И птицы тронулись в путь. Тут же, в стае, летит и подруга отставшего аиста, но она ощущает потерю ничуть не глубже и не болезненнее, чем любой другой из крылатых собратьев. Жизнь птичьих пар и так уже пошла вразброд. Ведь птенцы летят здесь, вместе со всеми, цель достигнута — продолжение рода обеспечено, и в прочных связях больше нет необходимости, а в чем нет нужды, от того только и жди вреда. Пышное цветение весны заставило птиц искать себе пару, закладывать гнезда, высиживать птенцов; лето принесло новые заботы, многотрудные хлопоты и радости, но прохладные ночи уже остудили привязанность, дотоле скреплявшую птичьи семейства. И тогда, в блаженном затишье последних летних дней вдруг вновь обрели силу старые связи, которые, хотя и ослабели на некоторое время, но всегда были, есть и будут: извечные, вневременные связи стаи и племени.

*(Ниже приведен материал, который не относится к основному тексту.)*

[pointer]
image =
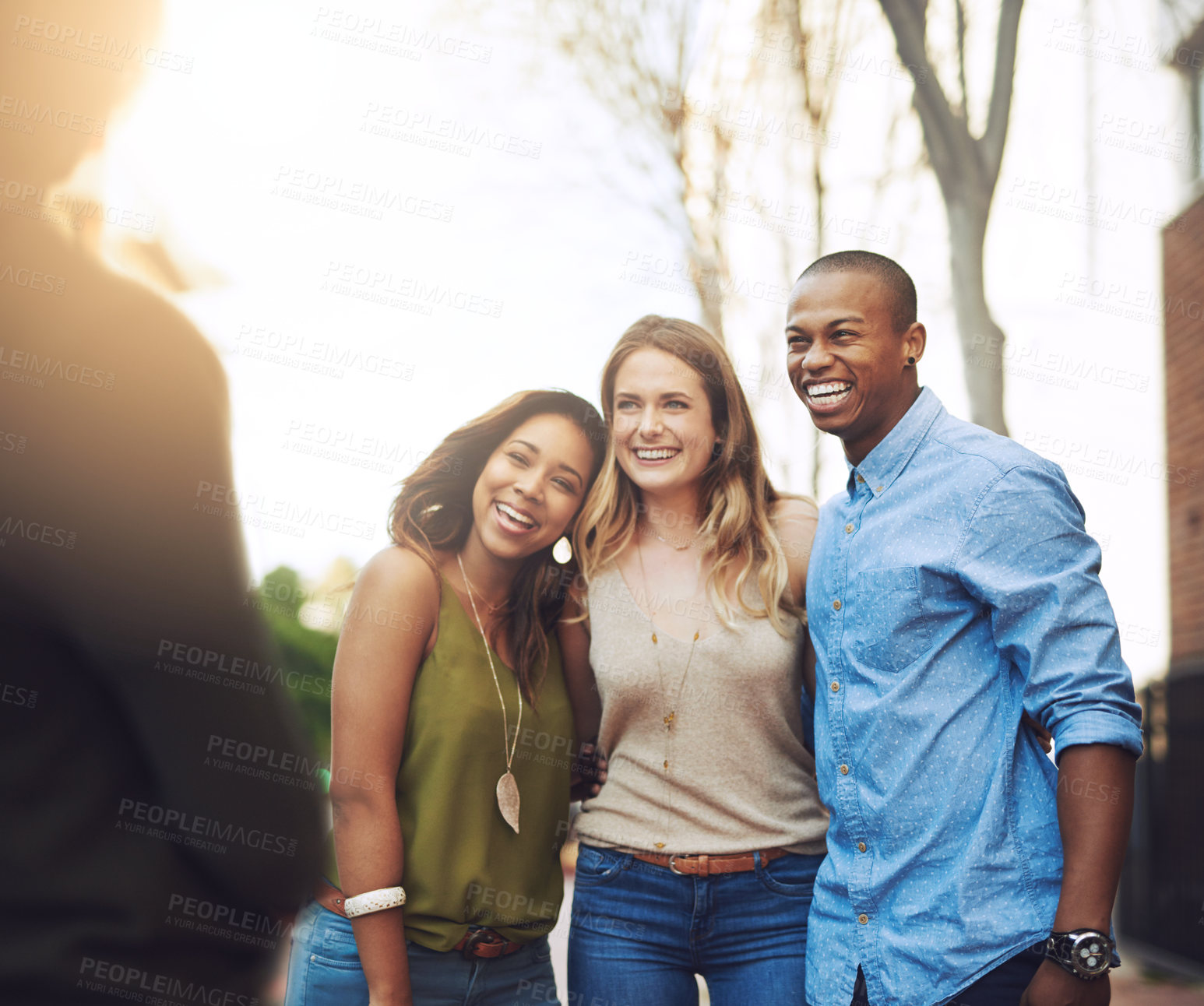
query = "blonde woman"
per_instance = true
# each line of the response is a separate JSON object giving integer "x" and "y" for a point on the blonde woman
{"x": 699, "y": 855}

Иссушающий жар жнивья, желтеющего внизу, под ними, почти ощутимо подталкивает птиц в грудь, и вожаки стаи подчас перестают взмахивать крыльями. Воздух такой прогретый и плотный, что стоит лечь, нацелив острый красный клюв в направлении полета, и хоть спи на лету. Но сбиться с пути, уклониться от цели аисты не позволят себе ни при каких обстоятельствах. Может погибнуть вся стая, могут вымереть все аисты до последнего, но этот последний оставшийся в живых неуклонно станет продолжать все тот же путь — подобно тому, как из одной комнаты в другую можно попасть только через дверь.

Приятно лететь вот так, отдыхая на лету. Правда, не взмахивая крыльями, птицы передвигаются медленнее, но эту потерю всегда можно наверстать.

Солнце постепенно клонится к заходу, и воздух наверху холодает. Крылья птиц снова приходят в движение.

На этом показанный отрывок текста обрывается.